Fundamentals and philosophy
In order to understand the basis of mathematics, mathematical logic and set theory are developed. Georg Cantor (1845- 19 18) initiated the set theory, boldly marched into infinity, provided a solid foundation for all branches of mathematics, and its own content was quite rich, put forward the existence of real infinity, and made inestimable contributions to the future development of mathematics. Cantor's work has brought a revolution to the development of mathematics. Because his theory transcended intuition, it was opposed by some great mathematicians at that time. Even the mathematician Pi Aucar, who is famous for his "profound and creative", compared set theory to an interesting "morbid situation", and even his teacher Kroneck hit back at Cantor as a "mental derangement" and "walked into a hell beyond numbers". Cantor is still full of confidence in these criticisms and accusations.
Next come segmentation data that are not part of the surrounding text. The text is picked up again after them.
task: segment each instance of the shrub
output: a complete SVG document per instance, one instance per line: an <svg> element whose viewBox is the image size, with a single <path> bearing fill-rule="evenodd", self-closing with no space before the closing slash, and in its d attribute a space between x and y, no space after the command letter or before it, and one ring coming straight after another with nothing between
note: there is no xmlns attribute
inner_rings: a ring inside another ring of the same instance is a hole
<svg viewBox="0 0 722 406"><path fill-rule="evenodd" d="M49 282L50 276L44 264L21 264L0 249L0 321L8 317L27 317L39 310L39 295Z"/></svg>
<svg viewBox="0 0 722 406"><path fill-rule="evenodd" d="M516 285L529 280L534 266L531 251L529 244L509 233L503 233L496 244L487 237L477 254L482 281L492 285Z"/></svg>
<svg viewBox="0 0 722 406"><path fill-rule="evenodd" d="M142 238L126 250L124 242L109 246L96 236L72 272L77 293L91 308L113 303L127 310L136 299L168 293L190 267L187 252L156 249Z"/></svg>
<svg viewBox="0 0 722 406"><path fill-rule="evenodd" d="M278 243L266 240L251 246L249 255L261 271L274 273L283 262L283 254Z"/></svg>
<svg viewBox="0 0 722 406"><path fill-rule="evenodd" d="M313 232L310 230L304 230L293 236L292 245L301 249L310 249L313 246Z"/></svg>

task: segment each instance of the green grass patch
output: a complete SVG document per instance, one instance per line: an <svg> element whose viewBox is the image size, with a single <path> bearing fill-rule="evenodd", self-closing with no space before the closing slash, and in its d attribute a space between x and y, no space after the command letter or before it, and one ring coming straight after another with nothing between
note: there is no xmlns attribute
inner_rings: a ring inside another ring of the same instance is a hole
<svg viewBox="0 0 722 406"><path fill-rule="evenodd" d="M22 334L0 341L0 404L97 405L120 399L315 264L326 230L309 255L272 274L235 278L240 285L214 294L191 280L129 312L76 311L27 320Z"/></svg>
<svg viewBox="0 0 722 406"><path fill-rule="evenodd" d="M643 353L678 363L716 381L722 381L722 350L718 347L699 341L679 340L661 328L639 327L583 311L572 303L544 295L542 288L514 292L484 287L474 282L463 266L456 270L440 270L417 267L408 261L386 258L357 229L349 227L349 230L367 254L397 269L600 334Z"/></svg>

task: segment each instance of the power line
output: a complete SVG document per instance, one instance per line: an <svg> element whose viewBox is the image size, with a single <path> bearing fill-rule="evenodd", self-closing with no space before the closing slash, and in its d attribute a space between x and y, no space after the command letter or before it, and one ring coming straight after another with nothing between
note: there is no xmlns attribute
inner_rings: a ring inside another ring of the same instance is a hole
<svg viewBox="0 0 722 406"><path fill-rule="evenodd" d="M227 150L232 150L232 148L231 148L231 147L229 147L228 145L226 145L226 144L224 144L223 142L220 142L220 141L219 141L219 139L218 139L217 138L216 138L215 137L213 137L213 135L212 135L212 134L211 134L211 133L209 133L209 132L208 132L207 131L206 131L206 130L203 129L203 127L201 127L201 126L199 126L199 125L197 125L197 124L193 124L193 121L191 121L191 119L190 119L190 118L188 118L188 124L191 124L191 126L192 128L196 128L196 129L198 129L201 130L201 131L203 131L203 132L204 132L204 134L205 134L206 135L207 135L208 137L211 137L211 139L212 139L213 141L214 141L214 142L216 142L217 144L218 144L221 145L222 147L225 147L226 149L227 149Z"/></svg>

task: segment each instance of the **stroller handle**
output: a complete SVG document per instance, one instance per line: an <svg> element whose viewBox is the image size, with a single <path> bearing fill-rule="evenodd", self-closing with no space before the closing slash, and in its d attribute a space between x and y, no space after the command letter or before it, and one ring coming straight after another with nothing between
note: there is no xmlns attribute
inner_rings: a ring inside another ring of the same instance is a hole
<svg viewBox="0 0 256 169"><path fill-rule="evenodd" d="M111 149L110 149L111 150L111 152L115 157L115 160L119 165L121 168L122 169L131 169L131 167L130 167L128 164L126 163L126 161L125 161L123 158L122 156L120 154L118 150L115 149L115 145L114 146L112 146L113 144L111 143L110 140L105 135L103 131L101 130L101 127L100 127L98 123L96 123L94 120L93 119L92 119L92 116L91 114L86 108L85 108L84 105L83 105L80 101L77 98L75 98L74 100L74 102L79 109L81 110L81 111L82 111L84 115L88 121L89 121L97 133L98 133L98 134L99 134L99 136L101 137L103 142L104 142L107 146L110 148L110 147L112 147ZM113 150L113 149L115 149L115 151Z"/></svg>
He said: "My theory is as firm as a rock, and anyone who opposes it will shoot himself in the foot." He also pointed out: "The essence of mathematics lies in its freedom, and it is not bound by traditional ideas." This argument lasted for ten years. Cantor suffered from schizophrenia at 1884 because of frequent depression, and finally died in a mental hospital.
However, after all, history has fairly evaluated his creation. Set theory gradually penetrated into all branches of mathematics at the beginning of the 20th century and became an indispensable tool in analytical theory, measurement theory, topology and mathematical science. At the beginning of the 20th century, Hilbert, the greatest mathematician in the world, spread Cantor's thoughts in Germany, calling him "a mathematician's paradise" and "the most amazing product of mathematical thoughts". British philosopher Russell praised Cantor's works as "the greatest works that can be boasted in this era".
Mathematical logic focuses on putting mathematics on a solid axiomatic framework and studying the results of this framework. It is the birthplace of Godel's second incomplete theorem, which is perhaps the most widely spread achievement in logic-there is always a true theorem that cannot be proved. Modern logic is divided into recursion theory, model theory and proof theory, which are closely related to theoretical computer science.
Engels said: "Mathematics is a science that studies the quantitative relationship and spatial form of the existing world."